The approach to be presented in the current article for displaying visual knowledge—clustered iconography—is inspired by a hard and detailed look at Minard’s image. As such it represents an attempt to pin-down those elusive principles that guided Minard’s design. From a more technical perspective, the proposed approach offers a partial remedy to several of the problems associated with established techniques, summarized earlier as boiling down to three generic problems. In making progress with each of these, the new method also breaks free from the aforementioned trade-off dilemma that was described in the historical survey of graphical techniques (i.e., that removal of one problem is associated with emergence of another).

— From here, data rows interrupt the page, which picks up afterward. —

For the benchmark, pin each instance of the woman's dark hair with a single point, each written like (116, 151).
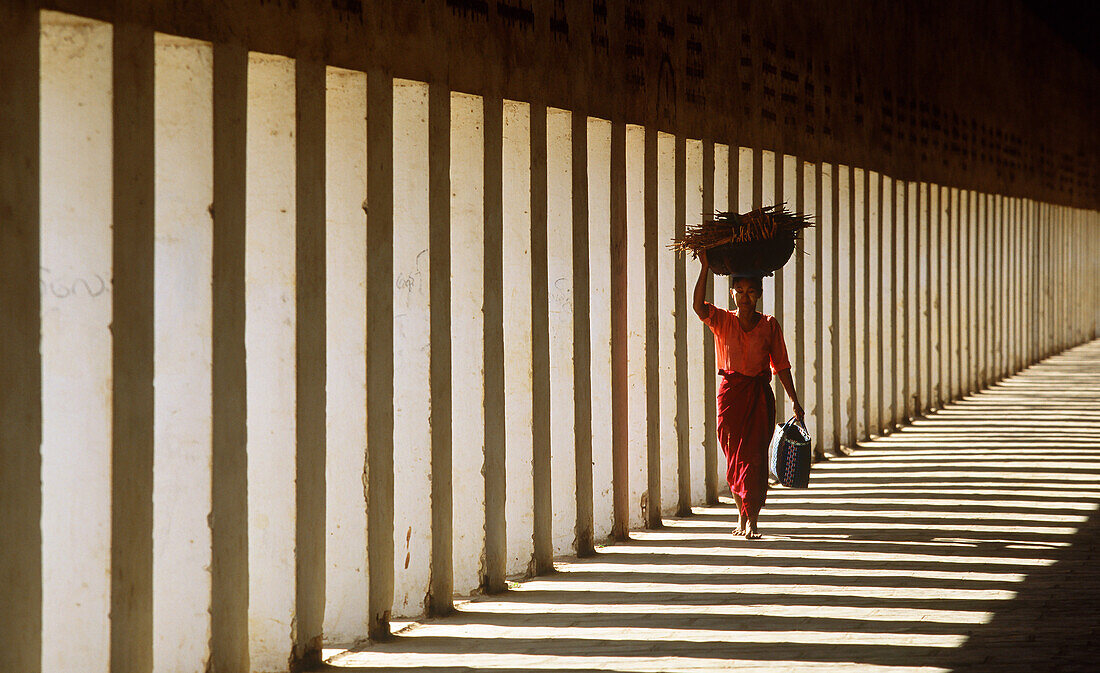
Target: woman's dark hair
(756, 280)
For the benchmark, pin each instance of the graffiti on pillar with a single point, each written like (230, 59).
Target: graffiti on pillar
(809, 92)
(887, 121)
(516, 14)
(90, 285)
(353, 8)
(559, 21)
(600, 41)
(635, 43)
(666, 89)
(666, 73)
(469, 9)
(769, 81)
(745, 70)
(695, 67)
(789, 79)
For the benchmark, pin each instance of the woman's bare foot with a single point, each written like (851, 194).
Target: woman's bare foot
(750, 531)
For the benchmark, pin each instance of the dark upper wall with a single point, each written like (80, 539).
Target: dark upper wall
(976, 94)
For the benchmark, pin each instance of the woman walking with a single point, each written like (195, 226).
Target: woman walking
(748, 350)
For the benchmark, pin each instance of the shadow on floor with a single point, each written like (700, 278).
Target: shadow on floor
(965, 542)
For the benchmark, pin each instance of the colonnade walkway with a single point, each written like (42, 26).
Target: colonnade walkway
(965, 541)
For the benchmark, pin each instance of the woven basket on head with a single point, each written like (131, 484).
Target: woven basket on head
(751, 244)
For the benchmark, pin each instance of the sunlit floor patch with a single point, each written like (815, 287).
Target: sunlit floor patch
(931, 549)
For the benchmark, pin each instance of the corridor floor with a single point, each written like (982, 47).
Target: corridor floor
(966, 541)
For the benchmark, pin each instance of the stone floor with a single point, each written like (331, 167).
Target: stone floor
(966, 541)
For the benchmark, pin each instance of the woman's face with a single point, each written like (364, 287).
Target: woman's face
(745, 295)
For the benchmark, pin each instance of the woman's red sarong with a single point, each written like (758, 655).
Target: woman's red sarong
(746, 405)
(746, 416)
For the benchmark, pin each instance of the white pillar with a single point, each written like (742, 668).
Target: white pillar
(791, 319)
(860, 275)
(670, 381)
(636, 324)
(765, 195)
(184, 128)
(723, 168)
(876, 211)
(954, 297)
(912, 298)
(847, 332)
(827, 297)
(887, 361)
(345, 616)
(974, 307)
(270, 339)
(468, 337)
(414, 421)
(516, 199)
(719, 297)
(811, 338)
(924, 296)
(20, 349)
(560, 278)
(75, 264)
(695, 341)
(937, 286)
(600, 289)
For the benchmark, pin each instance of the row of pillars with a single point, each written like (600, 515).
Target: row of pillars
(290, 351)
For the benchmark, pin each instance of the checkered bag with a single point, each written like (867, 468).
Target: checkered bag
(789, 454)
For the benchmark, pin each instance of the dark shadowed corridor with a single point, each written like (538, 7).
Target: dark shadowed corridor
(966, 541)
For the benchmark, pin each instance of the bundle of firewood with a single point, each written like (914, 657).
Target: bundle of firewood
(769, 223)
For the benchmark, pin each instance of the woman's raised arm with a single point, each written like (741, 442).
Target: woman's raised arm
(699, 299)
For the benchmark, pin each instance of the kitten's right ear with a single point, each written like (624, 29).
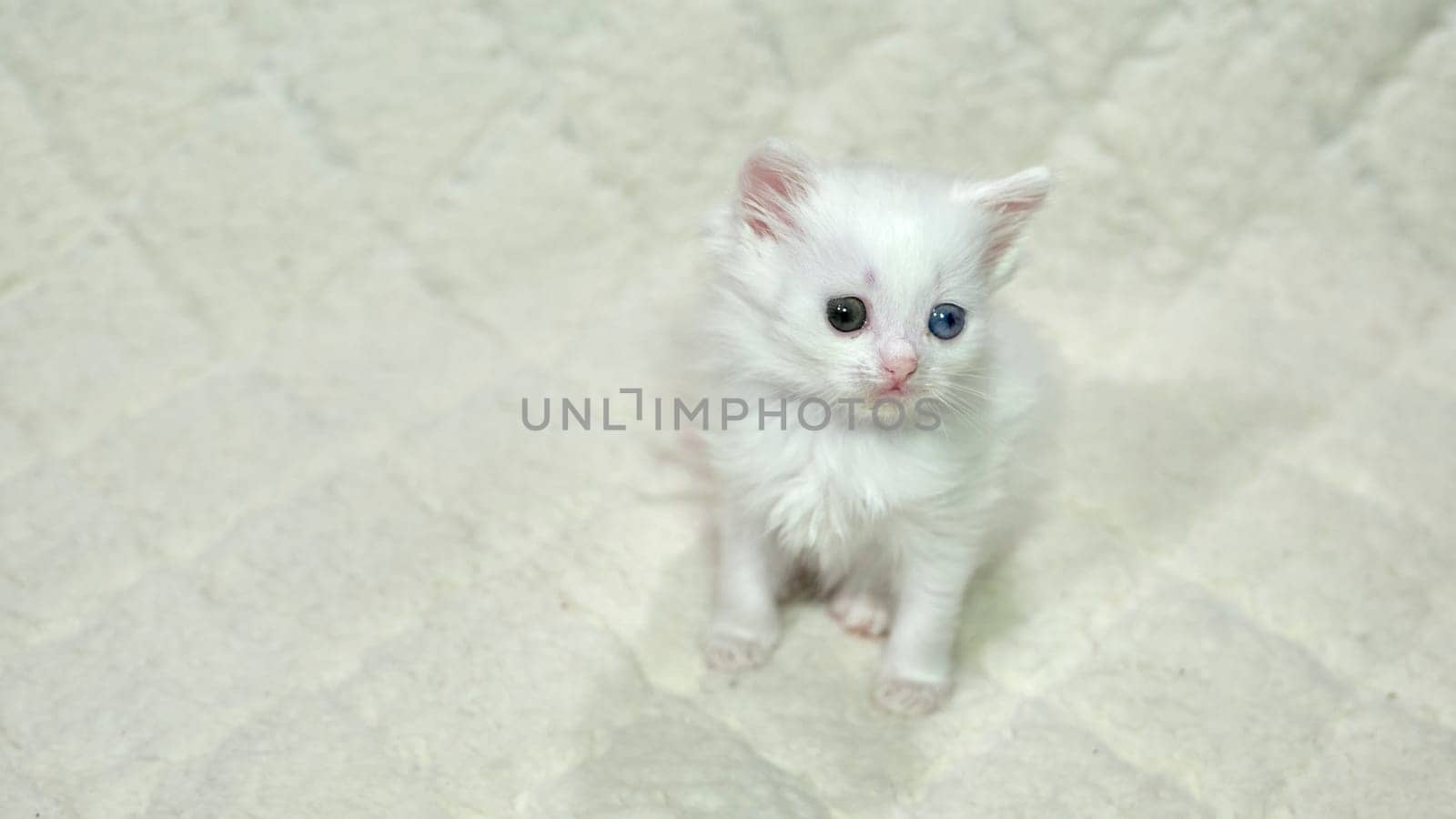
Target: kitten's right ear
(772, 184)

Indeed, clustered iconography incorporates the notion that visual data display act as a trigger for ideas and facilitate an understanding of relationships between variables. It also conveys the (statistical) significance of those relationships. More specifically, the new approach addresses a key weakness of Chernoff’s construct, his overly optimistic assumption that humans undertake “natural” analysis of data when it is encoded in a face (Raciborski 2009). With respect to this hypothesis, Chernoff failed to embrace a key edict of the Vienna method: Graphical depictions must have an intuitive relationship with what they represent if they are to be effective. This principle is at the heart of clustered iconography.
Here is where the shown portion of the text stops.